The ancient Hierà (holy), once home to the God of wind Eolo, is the most southern of the Aeolian archipelago’s islands,and is the closest to Sicily (12 miles from Cape Milazzo). It is separated from Lipari by a channel approximately 1.6 km wide. Its surface is 21 km square. From a geological point of view, the island is composed of 4 volcanoes: Lentia, Vulcano Piano, Fossa di Vulcano, and Vulcanello. The only one still to be considered active is the Vulcano della Fossa, which has remained at the fumarole stage.
The island’s volcanic activity was already known in ancient times by the Greeks and Romans who were very impressed by it. Vulcano’s eruptions were characterised by pyroclastic materials. The eruptions were interrupted by inactive periods,during which a fairly consistent period of fumarole activity continued.
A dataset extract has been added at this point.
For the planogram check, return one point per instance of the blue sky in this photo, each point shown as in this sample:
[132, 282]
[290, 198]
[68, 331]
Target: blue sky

During the 1739 eruption there was an emission of obsidianic fall called “pietre cotte”, that can be observed on the north western side of the Fossa. The last violent eruption of the last century lasted from August 1888 to March 1890, giving name to the activity defined volcanic, characterised by the explosion of the layer obstructing the duct and by the shower of “bread crust” bombs. Since then, Vulcano has remained in the fumarole stage only in the Fossa cone and its crater. Volcanologists and geologists still consider Vulcano an excellent laboratory for their research. Other volcanic activities are in the Porto Levante area: these are hot muds and underwater fumaroles used to cure rheumatic ailments. Vulcano has 470 inhabitants, named Vulcanari.